In terms of stats that can be counted, DeRozan’s 26.2 points per game currently rank seventh among qualified players, behind only Antetokounmpo, Curry, Durant, James, Embiid and Trae Young – four former MVPs, one of the MVP finalists from last season and a future MVP. candidate. It is not bad company.
So why not DeRozan?
DeRozan receiving MVP chants on the line 👀 pic.twitter.com/jssfxgh0hT
– NBA on ESPN (@ESPNNBA) January 8, 2022
Over the course of his 13-year career, DeRozan finished in the top 15 in MVP only twice: in 2016-17 he finished 11th and in 2017-18 he finished eighth. As good as it was in each of those seasons, it has been even better this year.
A three-year stint in San Antonio played an important role in DeRozan’s continued improvement on the other side of 30, as evidenced by his comfort in an atypical role with Chicago this season. According to Cleaning The Glass, DeRozan has played 74 percent of his minutes at power forward this season, continuing the trend of a gradual rise that began in San Antonio.
As if his full display play from the four position isn’t impressive enough, he’s doing it alongside other dominant ball creators like LaVine, Lonzo Ball and Nikola Vucevic.
This season, DeRozan has been malleable, but domineering, which is pretty impressive when you think about it.

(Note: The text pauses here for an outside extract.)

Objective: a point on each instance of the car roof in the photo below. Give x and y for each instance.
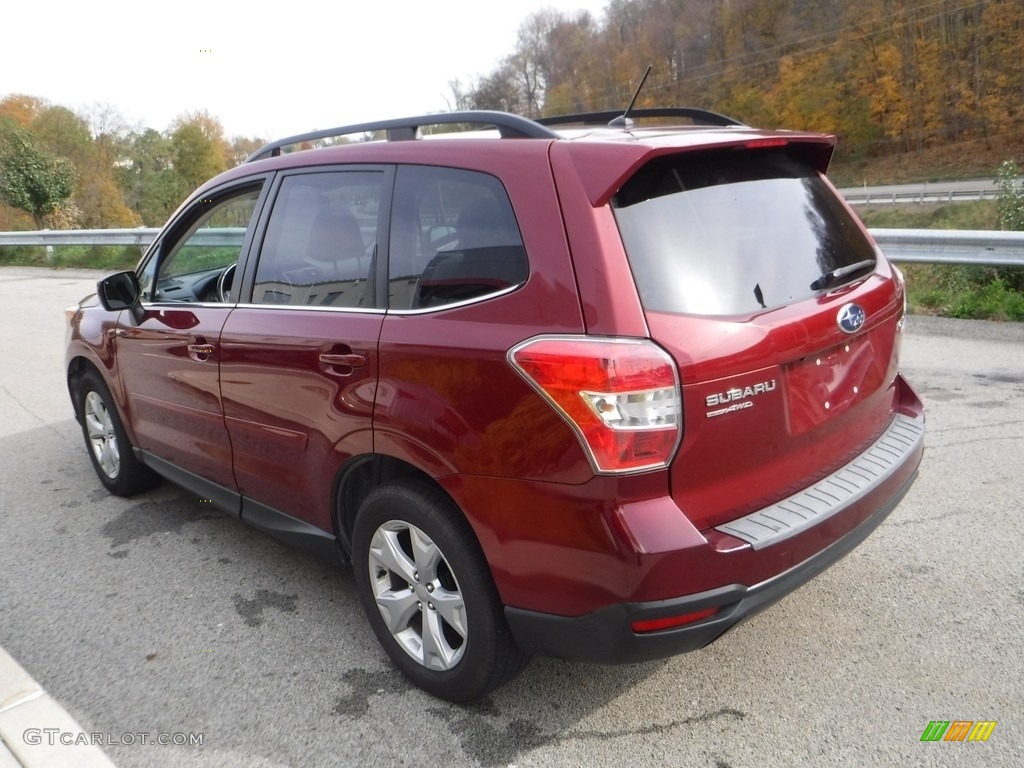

Perhaps the most important sign of DeRozan’s commitment to victory is an increased willingness to go for his 3-point shot. Before discarding DeRozan’s 2.1 3-point attempts per game, it’s important to recognize that he is shooting a career-best 35.2 percent from beyond the arc and has hit 25 3-pointers in 35 games. In perspective, DeRozan made a total of 35 3-pointers during his entire three-year stint with the Spurs, which spanned 206 regular-season games.
DeRozan’s willingness to take, and make, triples is part of what this team needs to be at its best. Even the smallest difference in floor space can open things up for everyone on the floor.
It also helps that DeRozan’s two ring shots came from beyond the arc. The impact on winning can’t be much more direct than that.
Ultimately, winning is what DeRozan’s MVP case will come down to. In the 2016-17 season, the Raptors finished third in the East with a 51-31 record, while they finished first in the East with a 59-23 franchise record in the 2017-18 season.
According to FiveThirtyEight’s RAPTOR forecast, the Bulls are currently projected to finish atop the Eastern Conference with a 51-31 record. If DeRozan can maintain this level of play for the remainder of the season and propel this franchise to the No. 1 seed for the first time in 10 seasons, the MVP noise should get louder.
Your place in the discussion will have been rightfully earned.